Seufzend drehte sie sich wieder um und betrachtete die Tote. Dita war eine auffallend attraktive junge Frau gewesen. Ana überlegte und rechnete nach. Dita musste Anfang zwanzig sein. Das rote Designerkleid deutete darauf hin, dass sie ein Event besucht hatte.
»Gab es hier in der Umgebung gestern eine Veranstaltung?«, fragte sie einen Polizisten.
»Ja. Gestern war die Wahl der Miss Balear im Puro Beach Club«, antwortete der Beamte.
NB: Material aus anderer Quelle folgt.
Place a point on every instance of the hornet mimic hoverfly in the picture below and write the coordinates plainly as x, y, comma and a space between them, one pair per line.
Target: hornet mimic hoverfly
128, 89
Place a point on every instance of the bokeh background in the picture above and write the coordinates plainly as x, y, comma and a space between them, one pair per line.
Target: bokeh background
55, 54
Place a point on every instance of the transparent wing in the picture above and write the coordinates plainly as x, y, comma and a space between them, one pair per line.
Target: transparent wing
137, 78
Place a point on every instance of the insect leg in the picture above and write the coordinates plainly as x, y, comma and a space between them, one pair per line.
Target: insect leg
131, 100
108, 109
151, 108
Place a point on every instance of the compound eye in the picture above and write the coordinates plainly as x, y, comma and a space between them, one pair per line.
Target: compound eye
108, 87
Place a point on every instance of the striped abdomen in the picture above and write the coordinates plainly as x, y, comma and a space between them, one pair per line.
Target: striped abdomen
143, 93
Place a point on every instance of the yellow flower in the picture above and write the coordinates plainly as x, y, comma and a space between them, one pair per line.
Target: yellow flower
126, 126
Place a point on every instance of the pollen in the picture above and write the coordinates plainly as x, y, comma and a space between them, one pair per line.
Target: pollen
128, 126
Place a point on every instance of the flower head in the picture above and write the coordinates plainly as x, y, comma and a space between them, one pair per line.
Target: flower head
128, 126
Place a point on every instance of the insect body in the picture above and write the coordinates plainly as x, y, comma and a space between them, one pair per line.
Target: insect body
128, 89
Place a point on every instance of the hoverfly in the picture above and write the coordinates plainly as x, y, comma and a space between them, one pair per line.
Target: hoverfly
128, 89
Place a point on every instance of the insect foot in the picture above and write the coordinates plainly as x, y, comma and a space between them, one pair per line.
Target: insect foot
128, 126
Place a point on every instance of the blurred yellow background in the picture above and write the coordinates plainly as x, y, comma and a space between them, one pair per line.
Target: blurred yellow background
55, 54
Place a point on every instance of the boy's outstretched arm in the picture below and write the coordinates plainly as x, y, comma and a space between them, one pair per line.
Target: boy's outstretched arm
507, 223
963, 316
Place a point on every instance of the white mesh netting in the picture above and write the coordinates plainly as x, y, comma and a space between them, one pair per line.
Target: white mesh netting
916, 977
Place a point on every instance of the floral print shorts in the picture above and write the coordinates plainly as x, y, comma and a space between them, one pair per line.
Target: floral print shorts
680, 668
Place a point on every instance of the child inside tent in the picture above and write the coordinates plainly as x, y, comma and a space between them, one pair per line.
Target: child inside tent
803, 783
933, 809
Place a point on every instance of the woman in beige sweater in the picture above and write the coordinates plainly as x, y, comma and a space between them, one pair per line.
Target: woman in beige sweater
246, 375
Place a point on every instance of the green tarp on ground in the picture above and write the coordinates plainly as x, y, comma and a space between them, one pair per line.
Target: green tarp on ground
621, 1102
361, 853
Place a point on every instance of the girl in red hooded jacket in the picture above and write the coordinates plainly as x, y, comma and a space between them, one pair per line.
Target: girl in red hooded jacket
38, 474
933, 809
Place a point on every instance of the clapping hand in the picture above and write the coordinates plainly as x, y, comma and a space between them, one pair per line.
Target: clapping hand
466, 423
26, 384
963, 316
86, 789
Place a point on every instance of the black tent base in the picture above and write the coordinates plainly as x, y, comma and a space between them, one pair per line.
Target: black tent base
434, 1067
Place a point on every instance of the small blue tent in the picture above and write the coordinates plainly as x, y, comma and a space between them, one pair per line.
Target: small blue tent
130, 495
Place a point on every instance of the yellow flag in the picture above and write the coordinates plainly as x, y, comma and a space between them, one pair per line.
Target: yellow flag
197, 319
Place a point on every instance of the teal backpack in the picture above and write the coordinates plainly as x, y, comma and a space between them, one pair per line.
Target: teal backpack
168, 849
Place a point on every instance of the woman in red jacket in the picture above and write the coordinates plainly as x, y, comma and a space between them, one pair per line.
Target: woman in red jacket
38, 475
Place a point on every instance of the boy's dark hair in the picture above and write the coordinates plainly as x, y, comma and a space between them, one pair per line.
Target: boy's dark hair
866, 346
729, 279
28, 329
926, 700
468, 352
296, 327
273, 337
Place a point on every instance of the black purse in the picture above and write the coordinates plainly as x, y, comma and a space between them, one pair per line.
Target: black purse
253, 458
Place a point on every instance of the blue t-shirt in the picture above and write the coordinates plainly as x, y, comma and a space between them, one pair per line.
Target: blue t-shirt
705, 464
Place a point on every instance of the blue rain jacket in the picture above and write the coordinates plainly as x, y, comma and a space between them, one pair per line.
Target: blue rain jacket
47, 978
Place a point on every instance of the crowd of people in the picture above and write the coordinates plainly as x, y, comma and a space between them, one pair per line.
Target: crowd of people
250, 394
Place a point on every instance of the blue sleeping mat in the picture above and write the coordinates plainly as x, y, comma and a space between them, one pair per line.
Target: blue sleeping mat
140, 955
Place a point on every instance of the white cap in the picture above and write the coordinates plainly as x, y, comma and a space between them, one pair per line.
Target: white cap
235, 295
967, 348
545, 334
»Dann wird Dita sicher dort gewesen sein. Schick sofort einen Mann hinüber, der soll sich erkundigen«, wies sie den Polizisten an. Dann drehte sich Ana zu Francisco, dem Gerichtsmediziner, der stumm neben der Leiche kniete. Francisco machte bei seiner Arbeit immer ein mürrisches Gesichts und wirkte dadurch griesgrämig, aber in Wirklichkeit war er sanft wie ein Lamm.
»Weißt du schon, wie sie gestorben ist?«, fragte Ana.
»Sie hat einen gezielten Messerstich ins Herz erhalten. Sehr präzise und mit großer Kraft, soweit ich das jetzt schon beurteilen kann«, erwiderte Francisco. »Genaueres kann ich dir allerdings erst nach der Obduktion sagen.«
»Danke.« Ana beugte sich über Ditas Körper. Das Kleid war an der Brust blutgetränkt und ein paar der Pailletten fehlten.
»Ist das nicht Dita Fuentes, die neue Miss Balear?«, fragte plötzlich der Polizeifotograf, der soeben an den Tatort gekommen war. »Natürlich, das ist sie.«
»Wie, sie ist die Miss Balear?«, fragte Ana überrascht. »Das ist wirklich tragisch. Die arme Dita.«
»Kennst du sie näher?«, fragte der Polizeifotograf und schoss aus allen möglichen Perspektiven Bilder von der Toten.
»Ja. Sie war die Tochter einer Nachbarin meiner Mutter. Aber dass sie letzte Nacht die Misswahl gewonnen hat, wusste ich nicht.«
»Oh, sie war die neue Miss Balear?«, sagte Francisco beeindruckt. »Da hat sie aber nicht viel von ihrem Titel gehabt.«
»Ja, leider. Das Leben ist manchmal ungerecht. Kannst du mir auch etwas zum Todeszeitpunkt sagen?«
»Ausgehend von ihrer derzeitigen Körpertemperatur schätze ich zwischen Mitternacht und zwei Uhr. Aber Genaueres gibt es wie gesagt erst nach der Obduktion.«
In diesem Moment hielt ein Wagen auf der Straße oberhalb des Strandes und ein hünenhafter Mann stieg aus. Als er Ana entdeckte, winkte er ihr zu und stapfte schwer atmend die Böschung hinunter.
»Ich war gerade drüben im Beach Club. Die Tote ist Dita Fuentes!«, rief er schon von Weitem und wedelte mit einem Blatt Papier. »Sie ist die neue Miss Balear.«
»Das weiß ich bereits und ich kannte sie auch. Sie war die neue Miss Balear«, verbesserte Ana ihren Chef Pedro Gonzales, der von allen nur »El Papa« genannt wurde. »Ihr Tod wird sicher ein ziemliches Medienecho hervorrufen.«
»Deshalb bin ich auch hier«, antwortete El Papa und wischte sich den Schweiß von der Stirn. »Um dir die Aasgeier vom Leibe zu halten.« El Papa deutete nach oben, wo bereits ein Reporterwagen parkte, aus dem gerade zwei Personen mit Kameras stiegen.